Example. Jake, a dentist, usually bills his patients and the insurance companies at the end of each week. This year, however, he sends no bills in December. Instead, he gathers up those bills and mails them the first week of January. Presto! He postponed paying taxes on his December 2022 income by moving that income to 2023.
Buy equipment or machinery and place it in service before December 31 and get a deduction for 100 percent of the cost in 2022.
This qualifying bonus depreciation and Section 179 purchases include new and used personal property such as machinery, equipment, computers, desks, chairs, and other furniture (and certain qualifying vehicles).
If you are a single-member LLC or sole proprietor filing Schedule C for your business, the day you charge a purchase to your business or personal credit card is the day you deduct the expense. Therefore, as a Schedule C taxpayer, you should consider using your credit card for last-minute purchases of office supplies and other business necessities.
If you operate your business as a corporation, and if the corporation has a credit card in the corporate name, the same rule applies: the date of charge is the date of deduction for the corporation.
But suppose you operate your business as a corporation and are the personal owner of the credit card. In that case, the corporation must reimburse you if you want the corporation to realize the tax deduction, which happens on the reimbursement date. Thus, submit your expense report and have your corporation make its reimbursements to you before midnight on December 31.
If your business deductions exceed your business income, you have a tax loss for the year. With a few modifications to the loss, tax law calls this a “net operating loss,” or NOL.
If you are starting your business, you could very possibly have an NOL. You could have a loss year even with an ongoing successful business.
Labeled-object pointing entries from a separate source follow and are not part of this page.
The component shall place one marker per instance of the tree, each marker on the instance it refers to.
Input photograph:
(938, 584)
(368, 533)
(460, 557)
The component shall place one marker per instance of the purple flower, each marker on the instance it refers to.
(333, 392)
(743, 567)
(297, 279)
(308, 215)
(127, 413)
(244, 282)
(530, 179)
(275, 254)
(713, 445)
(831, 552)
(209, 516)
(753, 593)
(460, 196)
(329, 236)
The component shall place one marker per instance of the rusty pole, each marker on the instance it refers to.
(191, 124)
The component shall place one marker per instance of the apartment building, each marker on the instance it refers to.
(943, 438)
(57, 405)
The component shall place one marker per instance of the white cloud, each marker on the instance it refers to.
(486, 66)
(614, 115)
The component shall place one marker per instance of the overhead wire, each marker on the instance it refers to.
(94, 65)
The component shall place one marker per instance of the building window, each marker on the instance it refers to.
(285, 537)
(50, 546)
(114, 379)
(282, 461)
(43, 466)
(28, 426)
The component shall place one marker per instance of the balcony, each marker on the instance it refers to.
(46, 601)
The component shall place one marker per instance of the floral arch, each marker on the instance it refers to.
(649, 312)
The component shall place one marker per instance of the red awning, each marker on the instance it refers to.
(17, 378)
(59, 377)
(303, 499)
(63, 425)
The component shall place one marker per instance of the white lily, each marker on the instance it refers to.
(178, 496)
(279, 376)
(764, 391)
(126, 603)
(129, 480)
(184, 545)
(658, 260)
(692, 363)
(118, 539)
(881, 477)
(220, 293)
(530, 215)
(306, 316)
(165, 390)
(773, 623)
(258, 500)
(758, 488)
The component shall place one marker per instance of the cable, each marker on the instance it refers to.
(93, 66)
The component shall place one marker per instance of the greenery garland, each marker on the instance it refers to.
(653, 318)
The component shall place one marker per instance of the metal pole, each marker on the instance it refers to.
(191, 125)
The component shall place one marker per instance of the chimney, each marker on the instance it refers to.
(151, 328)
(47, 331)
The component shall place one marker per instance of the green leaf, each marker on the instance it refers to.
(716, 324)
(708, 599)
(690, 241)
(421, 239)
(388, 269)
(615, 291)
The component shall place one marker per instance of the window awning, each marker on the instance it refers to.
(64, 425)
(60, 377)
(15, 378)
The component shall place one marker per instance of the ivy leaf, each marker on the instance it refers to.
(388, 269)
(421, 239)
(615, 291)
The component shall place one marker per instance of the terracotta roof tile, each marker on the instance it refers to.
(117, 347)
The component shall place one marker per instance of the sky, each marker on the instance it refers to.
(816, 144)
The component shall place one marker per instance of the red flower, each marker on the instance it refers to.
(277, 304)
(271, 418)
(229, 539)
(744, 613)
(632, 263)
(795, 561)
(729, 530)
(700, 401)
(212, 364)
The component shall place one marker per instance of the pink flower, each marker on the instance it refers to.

You used to be able to carry back your NOL two years and get immediate tax refunds from prior years, but the Tax Cuts and Jobs Act (TCJA) eliminated this provision. Now you can only carry your NOL forward, and it can only offset up to 80 percent of your taxable income in any one future year.
What does this all mean? Never stop documenting your deductions, and always claim all your rightful deductions. Unless, you are planning to buy a house, in which case, the strategy will be different.
QIP is any improvement made by you to the interior portion of a building you own that is non-residential real property (think office buildings, retail stores, and shopping centers)—if you place the improvement in service after the date you place the building in service.
The big deal: QIP is not real property that you depreciate over 39 years. QIP is 15-year property, eligible for immediate deduction using either 100 percent bonus depreciation or Section 179 expensing. To get the QIP deduction in 2022, you must place the QIP in service on or before December 31, 2022.
Planning note. If you have QIP property on an already filed 2019 return that you did not amend, it’s on that return as 39-year property. You need to fix that—and likely add some cash to your bank account by making the fix.